Le manque d’originalité de la formule du « tabou à briser » devrait pourtant alerter toutes celles et tous ceux qui ne souhaitent pas, en réalité, n’être que des transmetteurs de formules creuses et d'expressions toutes faites.
Dans un essai de 1946 intitulé La politique et la langue anglaise, Orwell expliquait qu’au lieu de réfléchir méticuleusement aux mots que l’on emploie, il est toujours possible de s’épargner cette peine et de laisser notre esprit « envahir par les expressions toutes faites. Elles construiront- expliquait-il ainsi- des phrases pour vous, elles penseront même à votre place, dans une certaine mesure et au besoin elles vous rendront un grand service en dissimulant partiellement, y compris à vous-même, ce que vous voulez dire ». Tout responsable politique qui ne prend pas la peine de réfléchir au sens des mots est ainsi « en voie de faire de lui-même une machine. Les bruits appropriés sortent de son larynx, mais son cerveau n'est pas impliqué comme il le serait s'il choisissait ses mots lui-même. Si le discours qu'il fait est quelque chose dont il est habitué à parler encore et toujours, il est probablement presque inconscient de ce qu'il dit, comme quand on dit les répons à l'église. Et cet état réduit de conscience, sinon indispensable, est en tout cas favorable à la conformité politique ».

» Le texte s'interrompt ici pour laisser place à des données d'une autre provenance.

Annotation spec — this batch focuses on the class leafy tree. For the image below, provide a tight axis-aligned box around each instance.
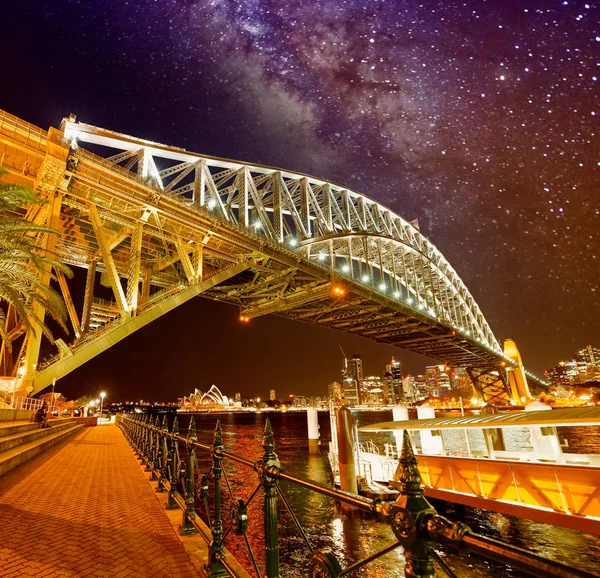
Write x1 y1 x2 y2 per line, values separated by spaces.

Si Madame Morançais veut vraiment « assumer » quelque chose, qu’elle assume le mépris idéologique pour les secteurs qu’elle prive de moyens nécessaires, le peu de cas qu’elle fait de la jeunesse qui se voit privée de dispositifs culturels, comme de formation à l’égalité Femmes-hommes, ou même de biens de première nécessité car elle a également brisé le tabou du financement d’une épicerie solidaire étudiante.
Mais qu’elle prévienne alors les électrices et les électeurs avant son élection. Il n' y a vraiment aucune trace de courage à le faire après...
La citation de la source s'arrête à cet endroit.